= Otha Young =

American singer-songwriter

Otha Young (a.k.a. Robert Otha Young) (May 10, 1943 – August 6, 2009) was an American singer, songwriter, guitarist, producer and the longtime musical partner of country-pop artist Juice Newton.

Otha was born on May 10, 1943, in Tulare, Tulare County, California.

In the early 1970s, Young and Newton began performing together and formed the band Juice Newton and Silver Spur in Los Gatos, California. They headlined at Mountain Charlie's in Los Gatos and other steak & lobster joints around the San Francisco Bay Area, including the Rusty Pelican in Oakland. Later they decided to make a career move by playing the Rusty Pelican in Newport Beach. By 1978, the band evolved into Newton's solo act, with Young writing, playing and producing for Newton regularly until his death, although other artists recorded Young's songs as well.
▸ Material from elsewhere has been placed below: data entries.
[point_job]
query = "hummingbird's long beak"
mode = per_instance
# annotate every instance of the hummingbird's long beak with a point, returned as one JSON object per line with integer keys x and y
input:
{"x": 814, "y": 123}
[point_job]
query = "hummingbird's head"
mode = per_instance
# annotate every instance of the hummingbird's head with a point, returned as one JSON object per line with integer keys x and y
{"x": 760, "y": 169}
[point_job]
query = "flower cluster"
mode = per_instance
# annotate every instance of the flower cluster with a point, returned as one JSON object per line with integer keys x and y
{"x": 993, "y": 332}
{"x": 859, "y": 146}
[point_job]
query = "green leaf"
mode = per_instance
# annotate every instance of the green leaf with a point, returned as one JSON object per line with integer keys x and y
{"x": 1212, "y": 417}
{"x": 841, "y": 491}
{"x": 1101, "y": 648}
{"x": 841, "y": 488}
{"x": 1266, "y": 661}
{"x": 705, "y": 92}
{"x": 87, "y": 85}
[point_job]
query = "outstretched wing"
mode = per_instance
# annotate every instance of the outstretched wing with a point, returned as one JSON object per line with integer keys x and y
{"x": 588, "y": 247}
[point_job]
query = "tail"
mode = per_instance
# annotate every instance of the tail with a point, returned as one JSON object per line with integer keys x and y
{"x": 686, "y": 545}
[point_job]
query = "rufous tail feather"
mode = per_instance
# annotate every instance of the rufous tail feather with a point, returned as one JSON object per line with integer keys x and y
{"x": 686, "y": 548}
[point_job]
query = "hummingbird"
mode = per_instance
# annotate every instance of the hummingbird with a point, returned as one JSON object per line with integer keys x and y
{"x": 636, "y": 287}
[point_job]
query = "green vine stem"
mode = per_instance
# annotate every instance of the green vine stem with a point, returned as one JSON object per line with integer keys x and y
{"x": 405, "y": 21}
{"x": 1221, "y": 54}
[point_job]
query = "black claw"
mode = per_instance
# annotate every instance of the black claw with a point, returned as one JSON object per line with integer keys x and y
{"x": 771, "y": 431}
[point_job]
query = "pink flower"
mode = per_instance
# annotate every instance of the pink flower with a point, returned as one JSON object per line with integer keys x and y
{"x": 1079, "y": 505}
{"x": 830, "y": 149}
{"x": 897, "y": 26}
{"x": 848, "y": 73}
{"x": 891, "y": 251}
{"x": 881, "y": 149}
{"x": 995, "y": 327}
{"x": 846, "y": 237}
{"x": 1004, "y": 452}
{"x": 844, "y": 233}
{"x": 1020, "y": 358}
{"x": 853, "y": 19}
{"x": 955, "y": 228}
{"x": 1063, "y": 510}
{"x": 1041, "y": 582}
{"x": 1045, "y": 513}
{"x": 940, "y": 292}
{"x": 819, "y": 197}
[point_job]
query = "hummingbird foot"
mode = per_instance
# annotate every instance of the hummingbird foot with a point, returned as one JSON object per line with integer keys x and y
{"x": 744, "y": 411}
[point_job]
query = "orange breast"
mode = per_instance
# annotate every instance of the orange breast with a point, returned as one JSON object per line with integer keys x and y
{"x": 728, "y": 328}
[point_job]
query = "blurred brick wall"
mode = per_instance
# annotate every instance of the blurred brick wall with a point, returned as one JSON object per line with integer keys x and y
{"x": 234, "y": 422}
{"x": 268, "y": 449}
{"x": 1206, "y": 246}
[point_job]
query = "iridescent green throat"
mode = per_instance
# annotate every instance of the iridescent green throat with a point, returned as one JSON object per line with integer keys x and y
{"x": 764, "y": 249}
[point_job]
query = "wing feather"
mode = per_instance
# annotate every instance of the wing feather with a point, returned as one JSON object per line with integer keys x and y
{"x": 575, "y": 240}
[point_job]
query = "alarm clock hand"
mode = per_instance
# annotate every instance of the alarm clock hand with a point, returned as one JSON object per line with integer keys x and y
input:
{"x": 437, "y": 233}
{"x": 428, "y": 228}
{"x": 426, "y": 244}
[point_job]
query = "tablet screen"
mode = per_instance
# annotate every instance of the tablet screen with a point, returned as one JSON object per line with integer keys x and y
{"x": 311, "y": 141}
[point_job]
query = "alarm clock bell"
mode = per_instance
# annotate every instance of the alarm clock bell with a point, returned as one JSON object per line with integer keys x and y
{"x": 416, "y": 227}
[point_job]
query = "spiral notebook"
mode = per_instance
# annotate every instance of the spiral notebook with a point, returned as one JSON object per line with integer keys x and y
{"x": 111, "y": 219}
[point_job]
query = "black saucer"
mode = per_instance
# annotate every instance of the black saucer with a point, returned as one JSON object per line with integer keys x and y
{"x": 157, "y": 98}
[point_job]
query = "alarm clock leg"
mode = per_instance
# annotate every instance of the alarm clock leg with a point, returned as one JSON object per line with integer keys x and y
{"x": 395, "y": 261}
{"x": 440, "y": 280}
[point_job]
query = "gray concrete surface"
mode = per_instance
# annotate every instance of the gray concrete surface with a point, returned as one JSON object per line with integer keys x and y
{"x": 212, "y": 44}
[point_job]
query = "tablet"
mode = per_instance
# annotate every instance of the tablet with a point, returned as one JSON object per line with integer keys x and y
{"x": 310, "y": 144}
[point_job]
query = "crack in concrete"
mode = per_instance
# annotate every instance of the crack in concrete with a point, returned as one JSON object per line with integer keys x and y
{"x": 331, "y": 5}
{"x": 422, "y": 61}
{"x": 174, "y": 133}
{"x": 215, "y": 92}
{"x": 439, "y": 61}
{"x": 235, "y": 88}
As a songwriter, Young was best known for Juice Newton's #1 hit from 1982, "The Sweetest Thing (I've Ever Known)", which reached the top spot on both Billboards "Adult Contemporary" and "Hot Country" charts, as well as reaching #7 on the Hot 100, remaining in the Top 40 for 18 weeks. According to Billboard, the song was #21 of 1982's Hot 100 biggest hits.

Other Otha Young-penned Top-10 hits include "Sweet, Sweet Smile" (The Carpenters, 1978), "Don't You" (Forester Sisters, 1987) and "What Can I Do With My Heart?" (Juice Newton, 1987).

==Death==
Otha Young died on August 6, 2009, at Ronald Reagan UCLA Medical Center from lung cancer. He was 66 years old. Otha is survived by his wife, Brenda, and their daughter, Makena.